Grâce à une association d’idées, nous avons vu des objets inertes et insignifiants comme des bonnets de nuit devenir un foyer intense de plaisir ; si l’on remplace, dans les mêmes conditions, l’objet inerte par l’acte indifférent d’une personne, l’acte produira également, par association d’idées, une impression agréable. Si l’acte est douloureux, comme la flagellation donnée par une main de femme, il pourra également acquérir, par association d’idées, la propriété de paraître agréable. Alors, chose bizarre, le phénomène sera à double face. Directement, la blessure faite par la main aimée sera douloureuse — et indirectement, par association d’idées, elle sera voluptueuse ; de là ce double caractère, opposé et contradictoire, du même fait. C’est bien ce qui s’est passé chez Rousseau. S’il aime se courber, se prosterner, s’aplatir devant une maîtresse adorée, s’il appelle les coups d’une blanche main sur son échine, c’est que ces divers actes, quoique douloureux pour la sensibilité physique et morale, ont acquis, par association, la propriété d’éveiller la volupté.
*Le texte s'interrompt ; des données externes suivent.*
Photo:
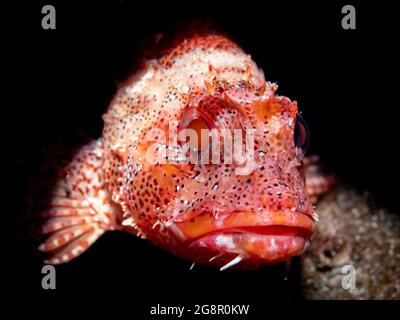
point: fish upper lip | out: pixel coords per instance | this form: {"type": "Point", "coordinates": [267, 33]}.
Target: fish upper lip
{"type": "Point", "coordinates": [263, 223]}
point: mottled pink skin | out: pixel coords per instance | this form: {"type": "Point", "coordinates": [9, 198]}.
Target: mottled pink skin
{"type": "Point", "coordinates": [200, 211]}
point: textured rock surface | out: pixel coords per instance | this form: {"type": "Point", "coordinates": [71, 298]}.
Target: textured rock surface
{"type": "Point", "coordinates": [353, 231]}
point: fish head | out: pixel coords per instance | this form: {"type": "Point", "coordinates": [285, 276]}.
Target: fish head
{"type": "Point", "coordinates": [214, 172]}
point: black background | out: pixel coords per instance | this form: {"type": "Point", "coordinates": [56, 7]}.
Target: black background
{"type": "Point", "coordinates": [345, 82]}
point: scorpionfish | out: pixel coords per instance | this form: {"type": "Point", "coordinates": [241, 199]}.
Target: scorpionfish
{"type": "Point", "coordinates": [139, 178]}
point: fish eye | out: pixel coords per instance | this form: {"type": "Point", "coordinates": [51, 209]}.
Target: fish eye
{"type": "Point", "coordinates": [301, 134]}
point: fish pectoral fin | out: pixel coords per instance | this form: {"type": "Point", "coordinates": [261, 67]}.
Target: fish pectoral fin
{"type": "Point", "coordinates": [78, 211]}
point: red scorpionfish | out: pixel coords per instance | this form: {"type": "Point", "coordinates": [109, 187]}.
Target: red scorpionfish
{"type": "Point", "coordinates": [137, 177]}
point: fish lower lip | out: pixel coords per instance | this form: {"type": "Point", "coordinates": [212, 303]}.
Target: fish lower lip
{"type": "Point", "coordinates": [281, 223]}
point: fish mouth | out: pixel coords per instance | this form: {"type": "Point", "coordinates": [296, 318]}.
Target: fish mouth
{"type": "Point", "coordinates": [268, 237]}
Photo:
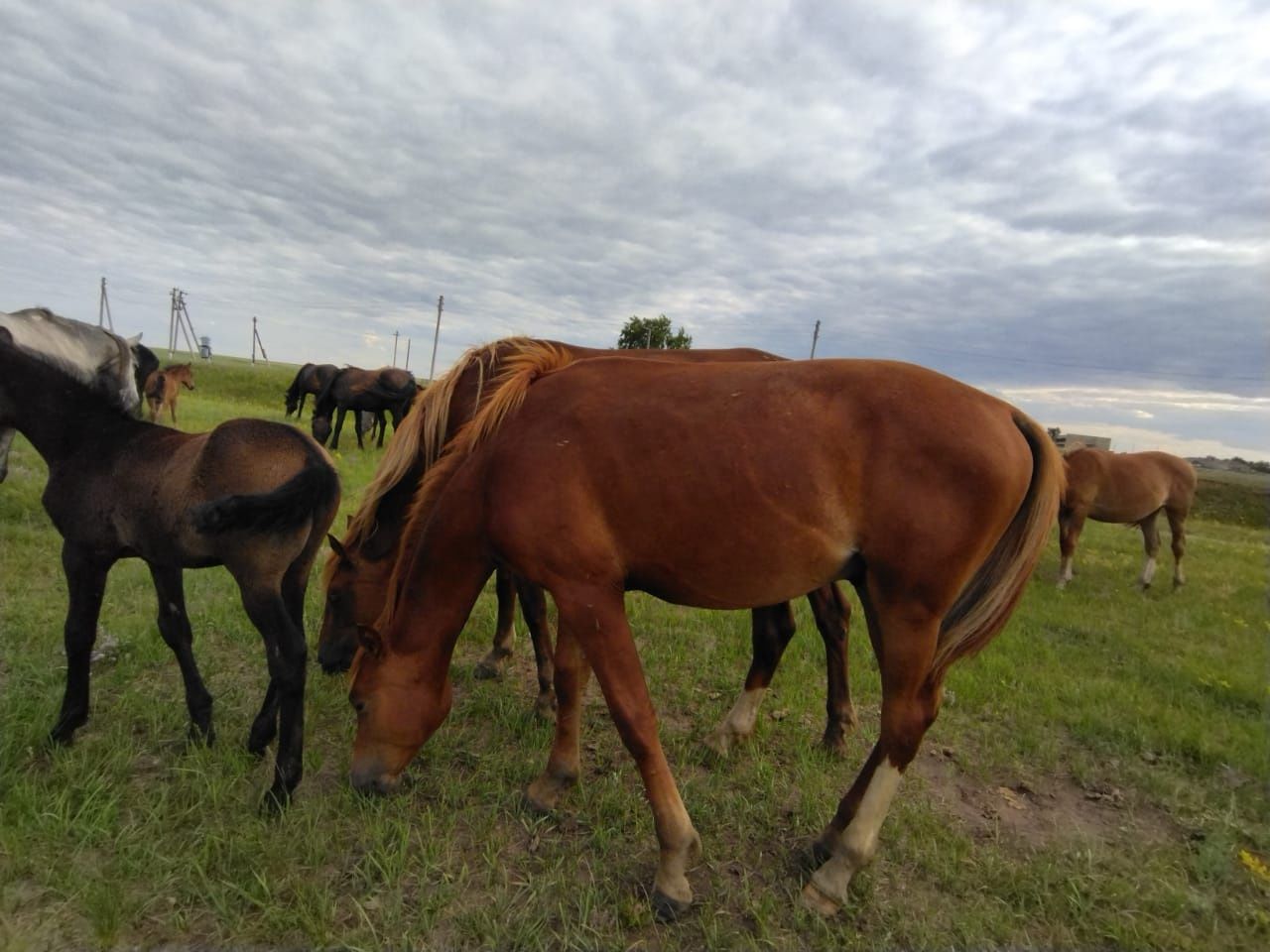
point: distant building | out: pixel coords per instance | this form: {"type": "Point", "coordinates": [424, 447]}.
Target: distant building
{"type": "Point", "coordinates": [1071, 440]}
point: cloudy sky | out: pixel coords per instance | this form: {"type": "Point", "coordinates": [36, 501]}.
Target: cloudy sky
{"type": "Point", "coordinates": [1066, 203]}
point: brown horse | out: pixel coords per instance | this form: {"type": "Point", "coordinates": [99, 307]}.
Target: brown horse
{"type": "Point", "coordinates": [1125, 488]}
{"type": "Point", "coordinates": [357, 572]}
{"type": "Point", "coordinates": [388, 389]}
{"type": "Point", "coordinates": [250, 495]}
{"type": "Point", "coordinates": [716, 486]}
{"type": "Point", "coordinates": [310, 379]}
{"type": "Point", "coordinates": [163, 386]}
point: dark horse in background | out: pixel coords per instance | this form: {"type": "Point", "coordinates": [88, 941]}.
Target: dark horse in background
{"type": "Point", "coordinates": [252, 495]}
{"type": "Point", "coordinates": [310, 379]}
{"type": "Point", "coordinates": [712, 485]}
{"type": "Point", "coordinates": [357, 572]}
{"type": "Point", "coordinates": [1132, 489]}
{"type": "Point", "coordinates": [386, 390]}
{"type": "Point", "coordinates": [91, 354]}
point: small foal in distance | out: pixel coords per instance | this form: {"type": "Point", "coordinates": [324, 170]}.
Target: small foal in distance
{"type": "Point", "coordinates": [1132, 489]}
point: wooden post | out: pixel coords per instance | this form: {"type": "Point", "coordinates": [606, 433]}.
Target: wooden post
{"type": "Point", "coordinates": [436, 336]}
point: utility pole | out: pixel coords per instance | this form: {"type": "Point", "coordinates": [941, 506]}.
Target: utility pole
{"type": "Point", "coordinates": [181, 318]}
{"type": "Point", "coordinates": [255, 339]}
{"type": "Point", "coordinates": [436, 336]}
{"type": "Point", "coordinates": [103, 308]}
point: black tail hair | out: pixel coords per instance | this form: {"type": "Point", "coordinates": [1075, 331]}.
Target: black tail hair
{"type": "Point", "coordinates": [285, 508]}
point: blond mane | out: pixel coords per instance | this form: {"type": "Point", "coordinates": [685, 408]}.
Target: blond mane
{"type": "Point", "coordinates": [529, 362]}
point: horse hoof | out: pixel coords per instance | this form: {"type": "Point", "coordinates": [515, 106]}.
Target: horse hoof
{"type": "Point", "coordinates": [667, 909]}
{"type": "Point", "coordinates": [275, 802]}
{"type": "Point", "coordinates": [545, 707]}
{"type": "Point", "coordinates": [818, 902]}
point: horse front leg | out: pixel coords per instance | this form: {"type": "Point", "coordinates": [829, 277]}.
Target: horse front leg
{"type": "Point", "coordinates": [770, 631]}
{"type": "Point", "coordinates": [175, 629]}
{"type": "Point", "coordinates": [85, 578]}
{"type": "Point", "coordinates": [5, 443]}
{"type": "Point", "coordinates": [833, 620]}
{"type": "Point", "coordinates": [598, 622]}
{"type": "Point", "coordinates": [1178, 539]}
{"type": "Point", "coordinates": [339, 425]}
{"type": "Point", "coordinates": [1151, 543]}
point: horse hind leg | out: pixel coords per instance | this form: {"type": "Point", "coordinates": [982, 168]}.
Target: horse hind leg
{"type": "Point", "coordinates": [534, 610]}
{"type": "Point", "coordinates": [572, 673]}
{"type": "Point", "coordinates": [175, 629]}
{"type": "Point", "coordinates": [906, 647]}
{"type": "Point", "coordinates": [286, 655]}
{"type": "Point", "coordinates": [1178, 534]}
{"type": "Point", "coordinates": [1070, 526]}
{"type": "Point", "coordinates": [1151, 542]}
{"type": "Point", "coordinates": [770, 631]}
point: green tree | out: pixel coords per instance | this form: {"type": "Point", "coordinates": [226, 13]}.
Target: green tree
{"type": "Point", "coordinates": [654, 334]}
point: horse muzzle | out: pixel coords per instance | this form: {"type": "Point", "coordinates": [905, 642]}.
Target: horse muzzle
{"type": "Point", "coordinates": [372, 779]}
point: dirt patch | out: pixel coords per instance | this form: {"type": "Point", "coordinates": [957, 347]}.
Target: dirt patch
{"type": "Point", "coordinates": [1037, 811]}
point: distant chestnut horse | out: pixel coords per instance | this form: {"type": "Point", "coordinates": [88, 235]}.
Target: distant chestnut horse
{"type": "Point", "coordinates": [252, 495]}
{"type": "Point", "coordinates": [1127, 488]}
{"type": "Point", "coordinates": [389, 389]}
{"type": "Point", "coordinates": [719, 486]}
{"type": "Point", "coordinates": [310, 379]}
{"type": "Point", "coordinates": [164, 386]}
{"type": "Point", "coordinates": [357, 572]}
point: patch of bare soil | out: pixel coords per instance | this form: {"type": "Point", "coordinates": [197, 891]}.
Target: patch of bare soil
{"type": "Point", "coordinates": [1040, 810]}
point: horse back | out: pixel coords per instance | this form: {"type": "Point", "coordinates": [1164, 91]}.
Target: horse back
{"type": "Point", "coordinates": [686, 483]}
{"type": "Point", "coordinates": [1127, 488]}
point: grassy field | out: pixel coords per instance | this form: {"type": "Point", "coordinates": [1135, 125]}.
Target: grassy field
{"type": "Point", "coordinates": [1098, 775]}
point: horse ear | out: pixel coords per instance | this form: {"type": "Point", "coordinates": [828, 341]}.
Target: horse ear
{"type": "Point", "coordinates": [338, 548]}
{"type": "Point", "coordinates": [371, 642]}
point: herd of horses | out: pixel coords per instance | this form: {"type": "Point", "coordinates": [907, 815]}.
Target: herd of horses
{"type": "Point", "coordinates": [714, 479]}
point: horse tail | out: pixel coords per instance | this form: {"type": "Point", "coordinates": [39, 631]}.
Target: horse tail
{"type": "Point", "coordinates": [290, 506]}
{"type": "Point", "coordinates": [984, 604]}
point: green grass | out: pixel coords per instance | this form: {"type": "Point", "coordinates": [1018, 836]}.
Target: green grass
{"type": "Point", "coordinates": [1130, 729]}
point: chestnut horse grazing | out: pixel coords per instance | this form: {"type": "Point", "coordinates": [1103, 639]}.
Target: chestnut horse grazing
{"type": "Point", "coordinates": [1125, 488]}
{"type": "Point", "coordinates": [250, 495]}
{"type": "Point", "coordinates": [717, 486]}
{"type": "Point", "coordinates": [164, 386]}
{"type": "Point", "coordinates": [357, 572]}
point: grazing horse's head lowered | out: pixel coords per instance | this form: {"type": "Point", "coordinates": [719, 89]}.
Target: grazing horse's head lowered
{"type": "Point", "coordinates": [87, 353]}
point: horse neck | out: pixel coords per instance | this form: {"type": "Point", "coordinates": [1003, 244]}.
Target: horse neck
{"type": "Point", "coordinates": [59, 428]}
De même que tel malade adore un bonnet de nuit, ou un clou de bottine, lui il adore la souffrance physique causée par une femme. C’est une dernière espèce de fétichisme, ce n’est pas la moins étrange.

Remarquons encore que ce qui donne à ce phénomène un caractère à part, c’est qu’il réside dans l’accolement de deux sentiments contraires. L’acte douloureux en lui-même devient agréable non par les idées accessoires qu’il réveille par les sentiments dérivés qui se sont joints à lui. Aussi, la juxtaposition de ces deux sentiments opposés produit-elle les mêmes effets de contraste que la juxtaposition de deux couleurs complémentaires, le vert et le rouge.

IV

Il ne suffit point de réunir des faits, il faut les comprendre et les expliquer. Essayons de tirer quelques conclusions des observations que nous avons réunies sur le fétichisme.

Le fétichisme amoureux pourrait être compris sous cette rubrique générale des rapports entre l’instinct sexuel et les excitations sensorielles ; mais il occupe une place à part dans ce vaste sujet.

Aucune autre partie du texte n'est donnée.